- Born: Arlington, Massachusetts
- Education: College of the Holy Cross (BA) Suffolk University (JD)
- Occupations: Film producer, publisher
- Notable work: The Chronicles of Narnia, Charlotte's Web, Journey to the Center of the Earth

= Chip Flaherty =

American film producer

Francis X. "Chip" Flaherty, Jr. is an American film producer, publisher and executive at SkyPath Media, a multimedia company producing The Lesson, a lifestyle brand of video programming.

==Early life and education==
Flaherty grew up in Arlington, Massachusetts. He graduated from the College of the Holy Cross with a B.A. and earned his Juris Doctor from the Suffolk University Law School.

==Career==
Before working at Walden Media, Flaherty was a Massachusetts assistant district attorney and then an assistant attorney general.

In 2000, Flaherty co-founded Walden Media, a film investor, distributor, and publishing company known for producing films based on children's literature, biographies or historical events. Walden Media’s films include The Chronicles of Narnia, Charlotte’s Web and the Journey to the Center of the Earth. Walden Media has produced more than 30 films that have grossed more than $3.5 billion in worldwide box office,

While at Walden Media, Flaherty also oversaw the company's entrance to the book publishing industry, serving as publisher. In 2004, he began a co-publishing venture with Penguin Young Readers Group and in 2008 he founded the imprint Walden Pond Press as a joint venture with HarperCollins.

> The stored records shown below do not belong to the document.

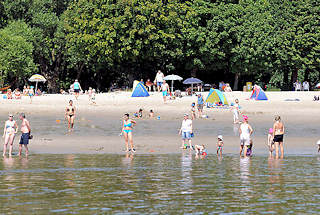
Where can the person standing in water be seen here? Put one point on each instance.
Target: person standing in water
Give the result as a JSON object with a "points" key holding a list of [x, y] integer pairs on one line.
{"points": [[9, 132], [245, 131], [278, 132], [127, 132], [70, 114], [76, 88], [165, 90], [26, 133]]}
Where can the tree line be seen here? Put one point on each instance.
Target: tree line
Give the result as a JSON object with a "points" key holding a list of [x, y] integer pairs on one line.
{"points": [[101, 42]]}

In the course of marketing films and books, Flaherty has developed promotional initiatives, such as the "Break the World Reading Record with Charlotte's Web" event, launched in conjunction with the theatrical release of Charlotte’s Web. On Wednesday, December 13, 2006, 547,826 readers in 2,451 locations, 50 states and 28 countries read an excerpt from Charlotte's Web, breaking the previous world reading record set in the United Kingdom in 2004. Flaherty also implemented the “Ticket to a Better World” partnership with Read Across America during the theatrical release of The Giver, where 50 cents of every ticket purchased for the film was given to the Read Across America literacy program.

Flaherty’s executive producer credits include Fatima, starring Harvey Keitel and Sonia Braga; Mother’s Day (2016), starring Julia Roberts and Jennifer Aniston; The Great Gilly Hopkins (2015), starring Octavia Spencer and Kathy Bates; and the animated film The Little Prince (2015), starring Jeff Bridges, Mackenzie Foy, and Rachel McAdams.

In 2017 Flaherty was hired as president of Londonderry Films and exec VP of Londonderry LLC.